Machen Sie doch bitte folgendes kleines Experiment. Es ist sehr simpel, doch zeigt es klar, wie wir unsere Realität gestalten. Richten Sie Ihre Aufmerksamkeit auf einen beliebigen Gegenstand in Ihrer Umgebung. Verstärken Sie die Aufmerksamkeit, bis sie ganz bei diesem Gegenstand ist und Sie nichts anderes wahrnehmen. Nachdem Sie so eine Weile bei ihm verweilten, suchen Sie sich einen anderen Gegenstand, der nicht im Blickfeld des ersten liegt. Nun richten Sie Ihre Aufmerksamkeit auf ihn und verbleiben Sie bei ihm, bis er Ihre volle Aufmerksamkeit hat.
Wo war der erste Gegenstand, während Sie den zweiten betrachteten? Der Verstand sagt natürlich, da, wo er die ganze Zeit war, da drüben. Aber in Ihrem subjektiven Erleben? Da müsste er verschwunden gewesen sein. Während Sie den zweiten Gegenstand betrachteten, war der erste nicht mehr vorhanden, stimmt es? Nach dem Wechsel waren vielleicht noch Gedanken an den ersten Gegenstand da oder an irgendetwas anderes. Als Ihre volle Aufmerksamkeit auf dem zweiten Gegenstand ruhte, war der erste in Ihrem Erleben verschwunden, oder? Wenn Sie es ganz gewissenhaft gemacht haben, waren auch Ihre Gedanken verschwunden. Ihre ganze Aufmerksamkeit war vom zweiten Gegenstand erfüllt. Falls nicht, machen Sie die Übung vielleicht nochmal, denn sie ist sehr aufschlussreich.
Das ist das ganze Geheimnis unserer Realität: Dinge, die unsere Aufmerksamkeit bekommen, sind für uns gegenwärtig, das heißt, real. Die Aufmerksamkeit ist unsere kreative Energie. Die Art der Dinge, die unsere Aufmerksamkeit bekommen, kann sehr unterschiedlich sein. Zum Beispiel die Inhalte der unmittelbaren Wahrnehmung. Dann sind wir absolut gegenwärtig. Meist haftet sie aber auch Gedanken, Überzeugungen, Erlebnissen, die vergangen sind, Bewertungen, Verletzungen und ähnlichem an. Dann werden diese Dinge Teil unserer Realität.
Wie schon gesagt, die Vergangenheit existiert nicht. Nicht wenn wir ganz bei dem sind, was jetzt im Moment ist. Sobald wir Gedanken an die Vergangenheit Aufmerksamkeit geben, erschaffen wir Vergangenheit, jetzt in diesem Moment. Erst unser Gedanke an sie lässt die Vergangenheit entstehen. Wir geben der vermeintlichen Vergangenheit Energie und damit Macht, wenn wir glauben, dass sie uns immer noch beeinflusst. Wir können an die guten alten Zeiten denken und damit die Gegenwart vermeiden. Ebenso können wir Verletzungen und Traumata ein ganzes Leben lang mit uns herumschleppen und unter ihnen leiden.

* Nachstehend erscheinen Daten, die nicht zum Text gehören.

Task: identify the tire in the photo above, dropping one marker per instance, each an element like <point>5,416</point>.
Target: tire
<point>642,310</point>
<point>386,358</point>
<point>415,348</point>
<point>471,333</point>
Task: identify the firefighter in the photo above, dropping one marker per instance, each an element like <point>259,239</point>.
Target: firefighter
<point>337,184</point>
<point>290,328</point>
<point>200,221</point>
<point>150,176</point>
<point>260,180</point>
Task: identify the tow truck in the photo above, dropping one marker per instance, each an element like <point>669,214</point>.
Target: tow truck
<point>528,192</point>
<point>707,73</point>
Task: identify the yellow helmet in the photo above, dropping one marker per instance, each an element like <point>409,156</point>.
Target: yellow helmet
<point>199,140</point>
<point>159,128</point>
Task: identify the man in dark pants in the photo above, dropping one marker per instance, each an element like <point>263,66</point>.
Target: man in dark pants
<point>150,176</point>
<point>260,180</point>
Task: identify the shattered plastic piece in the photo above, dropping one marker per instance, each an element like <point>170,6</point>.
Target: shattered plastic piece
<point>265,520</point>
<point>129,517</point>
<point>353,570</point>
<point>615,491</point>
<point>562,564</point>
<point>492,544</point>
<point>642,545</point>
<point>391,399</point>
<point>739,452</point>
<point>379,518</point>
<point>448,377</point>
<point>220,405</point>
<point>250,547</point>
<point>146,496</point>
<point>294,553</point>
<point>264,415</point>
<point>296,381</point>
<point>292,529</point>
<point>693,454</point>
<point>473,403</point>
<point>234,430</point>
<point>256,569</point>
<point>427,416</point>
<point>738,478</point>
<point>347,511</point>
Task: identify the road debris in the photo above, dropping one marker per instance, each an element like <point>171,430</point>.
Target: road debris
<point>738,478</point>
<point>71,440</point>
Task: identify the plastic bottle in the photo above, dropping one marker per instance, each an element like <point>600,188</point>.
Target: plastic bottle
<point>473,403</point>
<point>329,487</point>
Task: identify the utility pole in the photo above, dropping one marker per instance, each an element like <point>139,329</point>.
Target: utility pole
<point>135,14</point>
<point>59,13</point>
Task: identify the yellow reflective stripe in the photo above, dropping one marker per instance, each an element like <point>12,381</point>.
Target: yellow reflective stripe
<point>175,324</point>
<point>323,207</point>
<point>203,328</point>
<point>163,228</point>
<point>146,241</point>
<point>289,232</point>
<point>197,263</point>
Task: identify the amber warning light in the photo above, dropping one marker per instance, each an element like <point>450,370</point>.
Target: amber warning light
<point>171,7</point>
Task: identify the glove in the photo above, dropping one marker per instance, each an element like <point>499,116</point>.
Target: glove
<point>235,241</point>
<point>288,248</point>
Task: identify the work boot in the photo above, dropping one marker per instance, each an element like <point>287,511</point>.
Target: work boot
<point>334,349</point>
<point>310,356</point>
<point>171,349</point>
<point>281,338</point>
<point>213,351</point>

Die Aufmerksamkeit haftet an diesen Ereignissen. Das liegt daran, dass sie eine emotionale Ladung haben und somit Bedeutung erhalten. Die emotionale Ladung rührt daher, dass wir uns entschieden haben, die Gefühle dieses Erlebnisses nicht bis zu ihrem Ende zu erleben. Wir haben das Gefühl damals aufgrund von Bewertungen abgelehnt und damit die Emotionen, denen eine Energie innewohnt, konserviert. Das hat nichts mit Unfähigkeit oder gar Versagen zu tun. Manchmal ist dies notwendig, um in einer Situation bestehen zu können. Jeder Mensch kennt das. Wenn der Vater sagt, dass nur Mädchen weinen, dann hört der Junge schnell damit auf. Er will ja schließlich nicht sein Gesicht vor dem Vater verlieren. Hätte er das Gefühl weiter erlebt, bis es sich von selber aufgelöst hätte, wäre keine Aufmerksamkeit an ihm haften geblieben. Es gäbe lediglich eine Erinnerung an sie, die nicht schmerzhaft oder unangenehm wäre.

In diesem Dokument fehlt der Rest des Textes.